WASHINGTON – The United States on Wednesday condemned Al-Qaeda number two Ayman Zawahiri for calling US president-elect Barack Obama a "house negro," saying it exposes his terrorist group's anti-democratic values.
"It's just, you know, more despicable comments from a terrorist," State Department spokesman Sean McCormack told reporters when asked to comment on the remarks.
"And if anybody needed ... more of a contrast between what ... the West and the United States stand for, in terms of democracy and what these terrorists stand for, I don't think you need to go any further than those comments," he said.
In an Internet audiomessage, Zawahiri insulted Obama and other black Americans who have held high office in the US administration with the term used by the late black militant leader Malcolm X.
"It is true about you and people like you ... what Malcolm X said about the house negroes," he said, naming former secretary of state Colin Powell and the current secretary, Condoleezza Rice.
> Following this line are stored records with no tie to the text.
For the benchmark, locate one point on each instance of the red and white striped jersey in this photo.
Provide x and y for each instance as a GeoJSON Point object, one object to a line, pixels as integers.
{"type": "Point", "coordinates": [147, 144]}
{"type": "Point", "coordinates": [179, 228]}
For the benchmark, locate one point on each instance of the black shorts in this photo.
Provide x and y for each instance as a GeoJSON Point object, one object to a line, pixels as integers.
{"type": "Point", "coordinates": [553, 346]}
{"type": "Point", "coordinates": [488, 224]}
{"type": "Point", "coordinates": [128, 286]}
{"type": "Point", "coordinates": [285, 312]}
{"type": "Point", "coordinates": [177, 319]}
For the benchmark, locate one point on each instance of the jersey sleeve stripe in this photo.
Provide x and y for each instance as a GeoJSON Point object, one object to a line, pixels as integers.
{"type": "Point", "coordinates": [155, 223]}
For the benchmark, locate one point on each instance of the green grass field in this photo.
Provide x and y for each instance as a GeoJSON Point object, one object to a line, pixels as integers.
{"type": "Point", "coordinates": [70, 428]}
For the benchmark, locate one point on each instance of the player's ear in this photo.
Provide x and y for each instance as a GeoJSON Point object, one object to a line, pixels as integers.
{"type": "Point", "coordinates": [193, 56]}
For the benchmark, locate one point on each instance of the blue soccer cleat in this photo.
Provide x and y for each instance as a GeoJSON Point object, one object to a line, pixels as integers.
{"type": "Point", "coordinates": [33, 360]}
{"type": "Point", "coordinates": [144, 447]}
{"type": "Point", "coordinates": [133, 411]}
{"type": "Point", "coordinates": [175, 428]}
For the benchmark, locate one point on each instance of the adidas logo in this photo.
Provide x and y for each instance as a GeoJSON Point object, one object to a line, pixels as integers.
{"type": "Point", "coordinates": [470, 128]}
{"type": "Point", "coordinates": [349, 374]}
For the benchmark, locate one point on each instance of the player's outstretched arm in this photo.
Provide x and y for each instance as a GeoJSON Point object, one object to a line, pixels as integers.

An English transcript of the speech purportedly by the Al-Qaeda number two was provided by Al-Qaeda's media arm As-Sahab.
The tape features an old speech by Malcolm X in which he used the two terms, referring to house slaves who were considered more docile and on better terms with their masters than the field slaves.
On the political front, Zawahiri said: "What you have announced before ... that you will withdraw (US) troops from Iraq (and send them) to Afghanistan is a policy that is doomed to failure ...
"If you still want to be stubborn about America's failure in Afghanistan, then remember the fate of (US President George W.) Bush and (Pakistan's former president) Pervez Musharraf, and the fate of the Soviets and British before them."
In the message made available by SITE Intelligence Group in the United States, Zawahiri warned Obama of a "heavy legacy of failure" awaiting him in office.